Surveys and Thought Experiments

I’m generally sceptical of the value of surveys, as currently conducted by practitioners of ‘experimental philosophy’ as a way of getting clear about what’s going on in philosophically interesting thought experiments. The most systematic reason for this scepticism comes from thinking about what exactly is going on in thought experiments.

Following “Jonathan Ichikawa and Ben Jarvis”:http://www.springerlink.com/content/e18273428248528p/, I think examples in philosophical works should be thought of as small fictions. In particular, they’re a type of genre fiction. The genre is the same one, broadly, that fables and parables fall into. (This way of thinking about thought experiments makes Aesop an important figure in the Western philosophical canon, which isn’t a bad result I think.) Like any kind of genre fiction, there are important interpretative constraints on these fictions. If you present the story in a different ‘mode’, it should be, and will be, interpreted differently.

The way in which fables/parables/thought experiments should be interpreted has some particularly quirky features.
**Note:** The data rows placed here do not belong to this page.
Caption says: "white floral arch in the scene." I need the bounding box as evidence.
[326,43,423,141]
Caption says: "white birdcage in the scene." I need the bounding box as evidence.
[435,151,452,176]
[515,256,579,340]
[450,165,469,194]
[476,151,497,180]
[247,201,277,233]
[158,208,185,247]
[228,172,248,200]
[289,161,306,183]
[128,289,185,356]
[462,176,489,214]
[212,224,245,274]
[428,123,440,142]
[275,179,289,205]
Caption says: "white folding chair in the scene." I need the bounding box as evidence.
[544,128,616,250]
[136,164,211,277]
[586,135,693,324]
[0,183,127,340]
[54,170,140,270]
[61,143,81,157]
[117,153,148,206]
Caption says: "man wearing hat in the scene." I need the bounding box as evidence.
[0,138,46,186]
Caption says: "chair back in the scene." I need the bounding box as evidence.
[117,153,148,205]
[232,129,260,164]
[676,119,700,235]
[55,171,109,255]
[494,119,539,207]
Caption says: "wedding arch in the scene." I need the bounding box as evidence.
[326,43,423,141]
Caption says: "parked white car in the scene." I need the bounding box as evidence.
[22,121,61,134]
At least some of the time, realism isn’t important. We don’t object to Aesop’s stories because they feature talking animals. We don’t object to parables if the story doesn’t really make sense from the perspective of non-central characters. (The striking effect we get when retelling a familiar biblical or mythical story from the perspective of a non-central character is something Nick Cave has made good use of over the years.) And we shouldn’t object to thought experiments because they require a curious series of coincidences. Indeed, the best fables/parables/thought experiments are often quite unrealistic because everything about the back story is so ‘neat’. They don’t have characters like Ulysses’ M’Intosh who simply don’t fit into the story, and people simply know, in a way that doesn’t leave the possibility of doubt even open, the things that are stipulated as true.
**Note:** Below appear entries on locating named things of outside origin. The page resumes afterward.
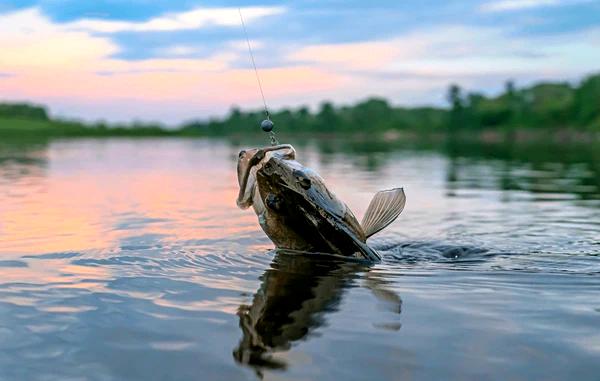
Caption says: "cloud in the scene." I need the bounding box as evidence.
[287,25,600,104]
[67,7,285,33]
[480,0,590,12]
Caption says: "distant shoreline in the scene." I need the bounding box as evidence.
[0,70,600,143]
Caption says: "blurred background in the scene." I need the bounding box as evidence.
[0,0,600,134]
[0,0,600,381]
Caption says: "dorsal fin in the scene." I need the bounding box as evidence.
[361,188,406,238]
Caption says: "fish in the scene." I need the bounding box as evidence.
[237,144,406,261]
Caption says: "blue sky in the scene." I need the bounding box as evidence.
[0,0,600,123]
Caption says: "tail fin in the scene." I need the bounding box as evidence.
[361,188,406,238]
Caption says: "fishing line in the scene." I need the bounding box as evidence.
[238,8,279,146]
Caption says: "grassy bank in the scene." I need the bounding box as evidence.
[0,74,600,141]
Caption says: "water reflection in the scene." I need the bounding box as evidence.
[233,251,402,376]
[0,138,48,184]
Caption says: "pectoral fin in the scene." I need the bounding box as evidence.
[361,188,406,238]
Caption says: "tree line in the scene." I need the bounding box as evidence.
[0,74,600,136]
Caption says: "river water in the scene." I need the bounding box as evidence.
[0,139,600,380]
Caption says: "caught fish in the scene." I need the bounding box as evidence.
[237,144,406,261]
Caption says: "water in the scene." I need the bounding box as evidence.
[0,139,600,380]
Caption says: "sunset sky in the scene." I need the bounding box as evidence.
[0,0,600,124]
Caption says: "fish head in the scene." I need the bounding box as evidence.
[237,145,374,257]
[237,144,296,209]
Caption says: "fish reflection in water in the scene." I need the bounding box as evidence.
[233,250,402,375]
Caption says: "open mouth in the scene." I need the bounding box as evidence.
[237,144,296,209]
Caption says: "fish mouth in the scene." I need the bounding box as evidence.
[237,144,296,209]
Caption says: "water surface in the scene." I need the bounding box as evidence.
[0,139,600,380]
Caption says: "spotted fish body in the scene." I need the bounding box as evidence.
[237,145,405,260]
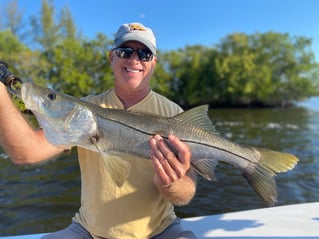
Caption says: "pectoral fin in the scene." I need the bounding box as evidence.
[192,159,218,181]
These stories are meant to have a point, or a moral. The intended point guides interpretation of the story. We’re meant to interpret the story in a way that makes it a fitting illustration of the moral. It would be wrong to interpret the story of the fox and the grapes as one in which the fox gets evidence that the grapes are sour and therefore leaves. And that would be wrong in part because the point is about our attitude towards what we cannot have.

The same thing is true in philosophical experiments I think. It would be wrong to interpret the Gettier example as one in which the subject has independent evidence for the justified true belief that isn’t known, or in which they aren’t justified in inferring the target proposition because the evidence for it is from a source they have independent reason to doubt. It isn’t even really necessary to state this in the example, because once we know it’s an attempt to show that justified true belief without knowledge is possible, general principles of interpretation will fill in the details.

But that means we have to know what principle the example is meant to show. And that’s why I suspect there’s a deep problem here for experimentation on the examples. We suspect that telling people the point that an example is meant to show will seriously interfere with how they evaluate the example. (I assume this is why subjects in existing surveys are not normally told what hypothesis is being tested.) But not telling people the intended point of the example will interfere with how they interpret the example.

I suspect the best way out of this problem is to investigate people who do know the intended point of the example, and hence who know how it is meant to be interpreted. But I don’t think they are suitable subjects for a controlled experiment.

This point is related to the worry that it takes a bit of training to be able to distinguish between different hypotheses that the thought experiment might be intended to show. But I suspect it goes a little deeper. In principle we could explain the distinctions without telling people the intended outcome of the experiment, and hence ‘contaminating’ it. Not so if the intended outcome is an essential part of interpreting the story being told.

Having said all that, I want to strongly agree with something that “Alan White”:http://tar.weatherson.org/2010/08/20/philosophy-in-the-new-york-times/#comment-6267 said in the previous thread. Experimental work on subjects who aren’t familiar with the debate can tell us a lot about how people interpret these thought experiments. And that can be incredibly useful for communicating the results and arguments, either to colleagues in other disciplines, or to students. I know that’s not what experimental philosophers are aiming to show, but I think it’s a valuable side-effect of their work. Indeed, if I’m right about thought experiments being genre fictions, and the genre being one philosophical training makes you much more familiar with, we’re probably all making lots of mistakes about how people interpret our examples. Experimental work is an incredibly good way of correcting these misimpressions.

To be sure, I know that experimental philosophers are aiming much higher than merely clarifying philosophical examples. But I think those of us who are sceptical of some experimental work should not overlook its values that aren’t affected by extant criticism.